A modo de castigo, como severas y férreas manos, las gotas de lluvia te caen sobre los hombros sumiéndote a un profundo estado comatoso de ensoñación e inspiración (o eso crees, iluso) pero, a la vez, despiertas dolorosamente de la ignorancia. ¿Cómo es posible que hayas estado tan ciego? Abre los ojos y mira.
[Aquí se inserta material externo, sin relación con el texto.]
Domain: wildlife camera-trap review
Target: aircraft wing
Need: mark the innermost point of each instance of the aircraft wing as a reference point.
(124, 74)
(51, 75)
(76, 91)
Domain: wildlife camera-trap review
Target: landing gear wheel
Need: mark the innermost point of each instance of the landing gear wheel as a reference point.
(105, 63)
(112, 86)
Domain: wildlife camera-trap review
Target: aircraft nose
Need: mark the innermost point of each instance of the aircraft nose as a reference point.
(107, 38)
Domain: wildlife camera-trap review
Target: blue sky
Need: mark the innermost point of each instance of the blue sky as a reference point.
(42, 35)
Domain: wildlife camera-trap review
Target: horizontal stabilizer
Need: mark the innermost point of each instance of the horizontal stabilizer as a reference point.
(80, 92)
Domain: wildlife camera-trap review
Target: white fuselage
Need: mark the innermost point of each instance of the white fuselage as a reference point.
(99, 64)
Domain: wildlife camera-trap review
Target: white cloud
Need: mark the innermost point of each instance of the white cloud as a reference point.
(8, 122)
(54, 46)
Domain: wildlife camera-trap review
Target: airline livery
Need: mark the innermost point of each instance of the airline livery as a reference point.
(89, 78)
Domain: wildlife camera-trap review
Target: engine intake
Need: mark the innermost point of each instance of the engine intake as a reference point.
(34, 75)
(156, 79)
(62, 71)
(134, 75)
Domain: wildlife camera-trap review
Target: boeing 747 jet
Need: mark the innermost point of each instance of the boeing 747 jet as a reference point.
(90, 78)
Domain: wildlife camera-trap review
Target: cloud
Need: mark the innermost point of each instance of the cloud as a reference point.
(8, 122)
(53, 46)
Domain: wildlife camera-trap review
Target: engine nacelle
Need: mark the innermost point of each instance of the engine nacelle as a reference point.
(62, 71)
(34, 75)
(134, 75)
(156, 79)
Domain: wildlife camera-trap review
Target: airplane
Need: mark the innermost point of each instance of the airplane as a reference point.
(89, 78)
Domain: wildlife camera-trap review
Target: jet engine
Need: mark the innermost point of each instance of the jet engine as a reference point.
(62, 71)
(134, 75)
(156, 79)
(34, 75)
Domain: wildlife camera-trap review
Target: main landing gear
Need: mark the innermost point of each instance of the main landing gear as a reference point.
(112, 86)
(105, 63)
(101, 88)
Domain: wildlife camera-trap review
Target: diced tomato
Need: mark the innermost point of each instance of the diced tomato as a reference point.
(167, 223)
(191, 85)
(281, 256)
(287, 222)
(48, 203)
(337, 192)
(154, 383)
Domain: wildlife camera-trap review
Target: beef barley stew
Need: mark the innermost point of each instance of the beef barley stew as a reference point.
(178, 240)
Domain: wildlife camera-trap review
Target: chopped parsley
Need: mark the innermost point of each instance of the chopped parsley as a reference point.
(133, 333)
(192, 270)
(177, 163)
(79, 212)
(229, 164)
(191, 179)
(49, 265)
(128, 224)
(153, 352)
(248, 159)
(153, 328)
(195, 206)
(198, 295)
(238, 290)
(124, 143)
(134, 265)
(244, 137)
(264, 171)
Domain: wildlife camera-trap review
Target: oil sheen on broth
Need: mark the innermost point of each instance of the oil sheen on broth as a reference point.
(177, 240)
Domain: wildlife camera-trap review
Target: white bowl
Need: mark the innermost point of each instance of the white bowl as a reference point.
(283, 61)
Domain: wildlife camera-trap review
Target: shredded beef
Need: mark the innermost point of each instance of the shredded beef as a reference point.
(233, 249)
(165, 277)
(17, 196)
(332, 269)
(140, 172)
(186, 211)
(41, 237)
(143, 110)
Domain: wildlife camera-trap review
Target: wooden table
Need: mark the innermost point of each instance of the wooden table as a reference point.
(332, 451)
   Plantado en medio de la lluvia, confuso y alocado, te das cuenta de que estás aguantando para nada. Cascadas en briznas de pelo, zapatos mojados y calcetines empapados aprietan congelados la piel a causa de la velocidad, mientras persigues cegado por la cortina de agua y la penumbra. Pero mientras, como en un nublado espejo sobre tu cabeza, ves tus pies permanecer sellados en el mismo lugar en que empezaste. No eres persona de perseguir a la carrera, mejor para y espera.
¿Pero, por qué corres? Hace diez segundos el mundo era Cosmos, ahora todo indica que buceas en el Caos. Decenas de luces, bocinas y bofetadas de agua salpican a tu alrededor mientras la mirada permanece estúpidamente hipnotizada por una discontinua línea blanca que serpentea bajo tus pies, estás en una carretera. Una bomba en el interior del pecho se hincha y deshincha cada vez más rápido obligándote a aumentar peligrosamente la velocidad más y más. Como agujas castigan el interior de todo tu mundo y te obligas a evitar pensar en la razón de tu carrera. ¿Huyes o persigues?
 El tiempo se te agota y todavía no has hecho nada para remediarlo, las costuras se ciñen y los tejidos aprietan sin poder aguantar la presión. Tu propio corazón se llena de ferviente lava roja y lo sientes explotar arrasando costillas, músculos y piel a su paso. Pero despiertas con los ojos aún cerrados sellados por los párpados a presión. Tan solo una mera rendija te deja ver el asfalto comiéndole terreno progresivamente a tus pies anclados en el suelo. Una gran ola congelada acoge tu cuerpo llevándoselo y meciéndolo en un interminable sueño de navíos hundidos y peces eléctricos. Cuando dormimos, la oscuridad reza que todo lo que necesitamos, la encontramos en ella.

   Despiertas. Las piernas siguen a la carrera. Entonces te das cuenta de por qué estás corriendo, huyes, pero eso ahora ya no importa. No te atrevas si quiera a pararte, no ahora.

   ¿Por qué no podemos ser como los árboles de hoja caduca, cambiantes con cada estación del año? ¿Por qué no puedo ser la lluvia que cala tu débil y desnuda madera?

   Sigue corriendo. Yo te encontraré siempre en tus sueños para que vuelvas a imaginar mundos ahogados por mareas y diluvios. Porque seré la oscura nada que origina el Cosmos y el Caos, y porque seré la lluvia que golpea fría contra tus hombros para recordártelo.